La molecola di dna si presenta con una geometria, con dei legami che non sono quelli canonici
della normale molecola di dna
[Una molecola che invece contiene al suo interno una mutazione è una molecola di dna perfetta
dal punto di vista formale funzionante, perché non ha un danno.
Una mutazione è un qualcosa di cui la cellula non può rendersi conto, è una sequenza di dna
diversa dal wild type che può avere delle conseguenze ( certamente non è detto che sia
necessariamente una cosa negativa o positiva), ma è un cambiamento della sequenza di dna che
è avvenuto su tutte e due le basi interessate al cambiamento di sequenze e dunque è presente in
una molecola di dna perfettamente regolare.
il danno al dna è invece un’alterazione della molecola di dna che rende la cellula non funzionale.
È dunque potenzialmente riconoscibile e quindi anche riparabile dalla cellula.
A seguito del tentativo di riparare il dna da parte della cellula possono esserci diversi esiti: il
perfetto riparo del dna, che avviene nella maggior parte dei casi; oppure riparo che avviene con
introduzione di mutazioni. Ciò accade di tanto in tanto, la mutazione è una caratteristica di tutti gli
esseri viventi ed è il fenomeno alla base dell’evoluzione, senza la quale gli organismi viventi in
presenza di cambiamenti ambientali potrebbero inesorabilmente estinguersi senza progenie
perché non hanno la capacità di adattarsi alle condizioni ambientali cambiate.

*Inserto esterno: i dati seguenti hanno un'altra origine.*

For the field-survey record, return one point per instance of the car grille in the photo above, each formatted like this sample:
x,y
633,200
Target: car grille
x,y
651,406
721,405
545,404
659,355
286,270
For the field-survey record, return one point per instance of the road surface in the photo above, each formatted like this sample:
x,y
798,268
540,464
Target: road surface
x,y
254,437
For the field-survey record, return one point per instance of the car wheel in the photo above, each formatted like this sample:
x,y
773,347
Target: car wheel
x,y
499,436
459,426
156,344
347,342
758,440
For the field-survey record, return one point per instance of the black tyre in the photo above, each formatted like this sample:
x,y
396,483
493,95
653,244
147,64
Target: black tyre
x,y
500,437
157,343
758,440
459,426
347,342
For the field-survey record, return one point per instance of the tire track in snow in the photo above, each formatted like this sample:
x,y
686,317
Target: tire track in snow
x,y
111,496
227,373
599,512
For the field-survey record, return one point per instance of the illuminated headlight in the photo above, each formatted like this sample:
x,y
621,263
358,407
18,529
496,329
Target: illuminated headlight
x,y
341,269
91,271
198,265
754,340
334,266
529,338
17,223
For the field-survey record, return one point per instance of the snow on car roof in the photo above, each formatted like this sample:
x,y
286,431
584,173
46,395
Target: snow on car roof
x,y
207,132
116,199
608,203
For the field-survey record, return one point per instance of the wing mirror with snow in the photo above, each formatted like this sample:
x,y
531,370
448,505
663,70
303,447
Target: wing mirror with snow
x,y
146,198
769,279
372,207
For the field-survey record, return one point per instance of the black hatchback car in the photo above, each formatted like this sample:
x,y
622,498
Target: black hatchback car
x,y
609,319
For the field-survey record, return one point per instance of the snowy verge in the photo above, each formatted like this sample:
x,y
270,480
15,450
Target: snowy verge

Esiste tuttavia un
altro esito in cui la cellula è sopraffatta dal danno al dna e non riesce a ripararlo correttamente.
Nelle cellule eucariotiche e dunque in quelle umane viene attivata la morte programmata della
cellula che si chiama apoptosi, che è un meccanismo che fa morire in maniera ordinata la cellula
in maniera che tutti i suoi costituenti possano essere riciclati senza determinare informazione. È
dunque un sistema di allarme nelle cellule circostanti, e ovviamente prevenendo la possibile
insorgenza di malattie che possono essere causate dall’accumulo eccessivo di mutazioni in quella
cellula e che interesserebbero e danneggerebbero l’intero organismo.
In alcuni casi non è necessaria la rimozione del filamento ma è sufficiente l’escissione della
base. La differenza qui è se è tutto il nucleotide che viene scisso (per nucleotide facciamo
riferimento ciò che è composto non solo dalla base azotata ma anche dallo zucchero
desossiribosio e il fosfato associato).
Nel base excision repair c’è invece solo l’escissione della base. Il backbone della molecola,
composto da fosfato e zuccheri, viene mantenuto in posizione, mentre viene rimpiazzata solo
quella singola base e non tutto lo stretch di nucleotidi che sono circostanti alla lesione.